Miminiacetus Temporal range: Middle Miocene, 15–13 Ma PreꞒ Ꞓ O S D C P T J K Pg N

Scientific classification
- Kingdom: Animalia
- Phylum: Chordata
- Class: Mammalia
- Infraclass: Placentalia
- Order: Artiodactyla
- Infraorder: Cetacea
- Clade: Delphinida
- Genus: †Miminiacetus Godfrey and Lambert, 2023
- Type species: †Lophocetus pappus Kellogg, 1955
- Other species: M. pappus (Kellogg, 1955) ; M. barrancai Lambert et al., 2026 ;

= Miminiacetus =

Extinct genus of dolphins

Miminiacetus ("Inia mimic") is an extinct genus of dolphin belonging to the clade Delphinida that is known from late Miocene (Tortonian) marine deposits in the eastern US and Peru. Although usually placed in Kentriodontidae, recent studies have found it only distantly related to Kentriodon.

==Taxonomy and phylogeny==
Two species of Miminiacetus are known, M. pappus and M. barrancai.

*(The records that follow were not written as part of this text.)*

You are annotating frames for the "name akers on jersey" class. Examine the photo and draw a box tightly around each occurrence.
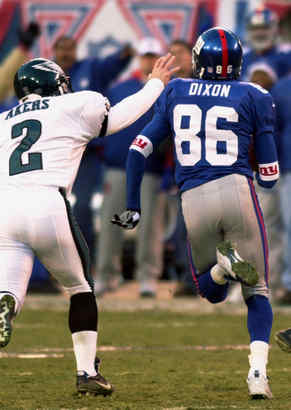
[5,98,50,120]
[189,83,231,98]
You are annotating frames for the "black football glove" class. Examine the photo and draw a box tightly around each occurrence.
[18,21,40,48]
[111,210,140,229]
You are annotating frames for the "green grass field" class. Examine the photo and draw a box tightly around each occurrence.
[0,300,291,410]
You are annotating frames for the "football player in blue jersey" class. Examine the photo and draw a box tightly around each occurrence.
[112,27,279,398]
[242,7,291,303]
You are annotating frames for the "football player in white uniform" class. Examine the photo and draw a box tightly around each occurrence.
[0,54,176,395]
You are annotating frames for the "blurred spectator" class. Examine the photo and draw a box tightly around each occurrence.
[241,8,291,85]
[0,22,40,105]
[95,38,163,296]
[272,76,291,305]
[240,8,291,300]
[169,39,197,297]
[53,36,133,263]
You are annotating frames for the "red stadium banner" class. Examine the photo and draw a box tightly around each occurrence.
[21,0,106,57]
[117,0,217,47]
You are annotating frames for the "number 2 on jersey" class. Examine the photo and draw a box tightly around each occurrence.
[174,104,238,166]
[9,120,43,176]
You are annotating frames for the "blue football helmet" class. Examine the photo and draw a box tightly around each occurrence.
[247,8,278,52]
[192,27,242,80]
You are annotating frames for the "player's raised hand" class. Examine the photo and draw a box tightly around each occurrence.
[111,210,140,229]
[150,53,180,85]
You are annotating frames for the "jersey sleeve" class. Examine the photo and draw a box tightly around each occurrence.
[252,87,279,188]
[126,90,170,211]
[80,91,110,140]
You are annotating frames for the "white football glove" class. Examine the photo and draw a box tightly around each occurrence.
[111,210,140,229]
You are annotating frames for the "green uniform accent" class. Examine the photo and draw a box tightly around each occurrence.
[9,120,43,176]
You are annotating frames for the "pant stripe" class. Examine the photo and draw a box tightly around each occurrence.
[248,178,269,286]
[59,188,94,292]
[187,240,204,297]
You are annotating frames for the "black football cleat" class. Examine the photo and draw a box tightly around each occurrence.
[77,357,114,396]
[0,295,15,347]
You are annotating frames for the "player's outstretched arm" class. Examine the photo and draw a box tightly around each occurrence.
[106,54,179,135]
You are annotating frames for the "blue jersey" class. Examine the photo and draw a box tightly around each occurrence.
[241,45,291,82]
[271,76,291,172]
[103,76,164,174]
[127,79,279,209]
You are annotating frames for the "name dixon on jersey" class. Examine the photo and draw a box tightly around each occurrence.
[189,83,231,98]
[5,98,49,120]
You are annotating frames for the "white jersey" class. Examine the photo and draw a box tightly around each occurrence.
[0,91,109,193]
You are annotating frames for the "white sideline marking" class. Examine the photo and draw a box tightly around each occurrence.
[0,352,64,359]
[0,345,290,358]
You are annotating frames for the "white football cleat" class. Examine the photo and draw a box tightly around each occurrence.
[216,241,259,286]
[247,370,273,399]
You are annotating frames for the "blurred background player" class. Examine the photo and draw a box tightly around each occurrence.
[272,75,291,305]
[112,27,279,399]
[230,7,291,302]
[95,38,164,297]
[53,36,133,264]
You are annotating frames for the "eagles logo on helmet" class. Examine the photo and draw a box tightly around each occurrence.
[14,58,72,99]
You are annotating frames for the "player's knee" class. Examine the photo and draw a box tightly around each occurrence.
[69,292,98,333]
[206,293,227,304]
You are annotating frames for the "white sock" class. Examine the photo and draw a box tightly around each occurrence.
[210,264,227,285]
[72,330,97,376]
[249,340,269,377]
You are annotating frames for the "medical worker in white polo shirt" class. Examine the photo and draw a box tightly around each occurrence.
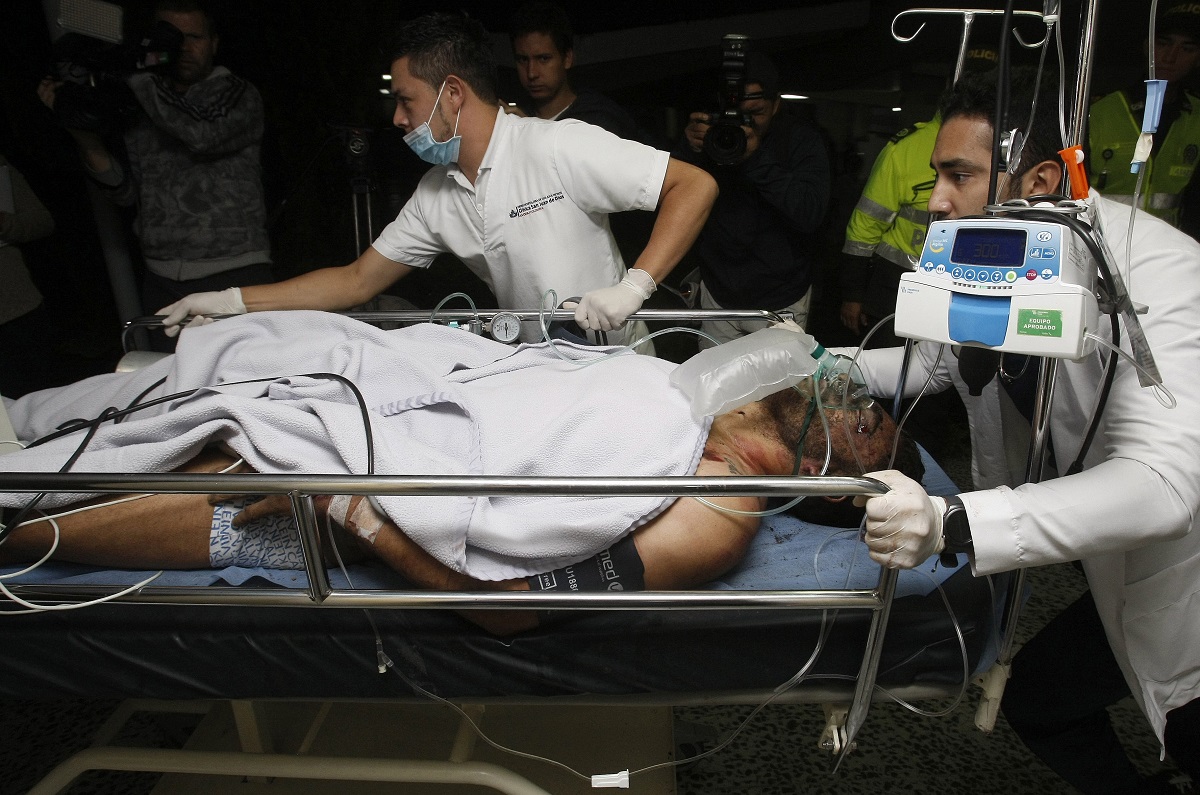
[157,13,716,343]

The phylogenetic analysis of Brujadelphis recovered Miminiacetus pappus as the sister taxon of Lipotidae. If Miminiacetus is a relative of the baiji, it would fill a gap in the early evolutionary history of the baiji because the oldest unambiguous extinct relative of the baiji, Parapontoporia, hails from younger marine deposits. However, a strict consensus phylogenetic analysis of the pontoporiid Scaldiporia recovers the genus outside the clade formed by Inioidea+Lipotidae and Delphinoidea.

==Discovery==
In 1955, Remington Kellogg described a new species of Lophocetus, L. pappus, on the basis of the skull USNM 15985 from the Langhian-age Plum Point Member of the Calvert Formation. In 1978, however, Lawrence Barnes of the Los Angeles Museum of Natural History referred this species to the similarly Langhian-age genus Liolithax based on similarities in the earbone morphology, as Liolithax pappus. The assignment of Lophocetus pappus to Liolithax by Barnes (1978) was followed by several authors, including Ichishima et al. (1995), Dawson (1996), and Uhen et al. (2008), although Whitmore and Kaltenbach (2008) did not. However, in a couple of abstracts published in 2000 and 2008, Barnes and colleagues recognized Lophocetus pappus as a new genus of lophocetine distinct from Liolithax after the discovery of a skull from Middle Miocene marine deposits in Baja California Sur showed that Liolithax was a kentriodontine rather than a lophocetine and different from L. pappus in its smaller tooth diameter, smaller size, and more elongated rostrum. Godfrey and Lambert (2023) confirmed the generic distinctness of "L." pappus from Liolithax and erected the new genus Miminiacetus for it.